Mulut Aruna terbuka untuk menolak halus. Sayangnya sudah didahului oleh jawaban dari Dewandaru.

"Boleh aja, silakan. Katanya ini kantin sekolah. Bukan kantin milik murid," Dewandaru menjawab santai, mengutip kalimat yang beberapa menit lalu diucapkan oleh sang pujaan hatinya, membuat Aruna jengah hingga ingin rasanya ia lemparkan sendok yang dipegangnya pada kening Dewandaru. Hanya mendengus kesal.

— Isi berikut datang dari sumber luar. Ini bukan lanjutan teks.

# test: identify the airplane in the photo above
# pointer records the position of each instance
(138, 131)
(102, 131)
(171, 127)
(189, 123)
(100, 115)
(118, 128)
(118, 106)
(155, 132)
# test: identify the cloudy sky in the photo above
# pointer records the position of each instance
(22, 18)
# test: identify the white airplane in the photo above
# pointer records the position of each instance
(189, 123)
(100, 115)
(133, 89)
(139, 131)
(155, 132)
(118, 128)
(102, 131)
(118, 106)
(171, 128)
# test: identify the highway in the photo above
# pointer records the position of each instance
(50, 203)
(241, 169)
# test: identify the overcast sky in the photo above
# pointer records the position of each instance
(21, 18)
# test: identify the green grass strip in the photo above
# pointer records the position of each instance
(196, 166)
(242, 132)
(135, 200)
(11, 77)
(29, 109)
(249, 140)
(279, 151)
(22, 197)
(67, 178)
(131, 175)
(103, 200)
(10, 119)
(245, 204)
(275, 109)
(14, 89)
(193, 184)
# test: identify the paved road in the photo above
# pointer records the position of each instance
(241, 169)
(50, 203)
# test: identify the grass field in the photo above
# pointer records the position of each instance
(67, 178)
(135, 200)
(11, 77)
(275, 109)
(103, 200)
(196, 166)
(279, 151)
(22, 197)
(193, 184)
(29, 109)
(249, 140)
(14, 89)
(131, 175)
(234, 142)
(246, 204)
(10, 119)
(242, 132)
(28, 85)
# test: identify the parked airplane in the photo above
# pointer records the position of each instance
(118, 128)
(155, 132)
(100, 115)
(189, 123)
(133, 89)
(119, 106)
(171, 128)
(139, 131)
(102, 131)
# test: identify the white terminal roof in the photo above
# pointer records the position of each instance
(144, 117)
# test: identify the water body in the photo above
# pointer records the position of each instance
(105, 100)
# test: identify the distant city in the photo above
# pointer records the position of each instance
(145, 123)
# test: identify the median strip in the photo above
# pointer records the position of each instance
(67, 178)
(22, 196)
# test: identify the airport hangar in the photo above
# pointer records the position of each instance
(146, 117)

Tak lama setelah itu, Sinta pun datang menghampiri mereka, "eh ada Bapak juga ya," sapanya basa-basi manis. Padahal dari kejauhan Sinta pun sudah melihat keberadaan sang guru. Sonia memajukan bibirnya melihat Sinta yang begitu berani ikut-ikutan mendekati Dewandaru. Parahnya, Aruna tak terbiasa dengan keramaian.

"Boleh gabung gak?" Sinta pun meminta hal yang sama dengan Sonia.

"Boleh, silakan," Dewandaru kembali mengizinkan tanpa bertanya pada istri kecilnya. Membuat Aruna semakin kesal.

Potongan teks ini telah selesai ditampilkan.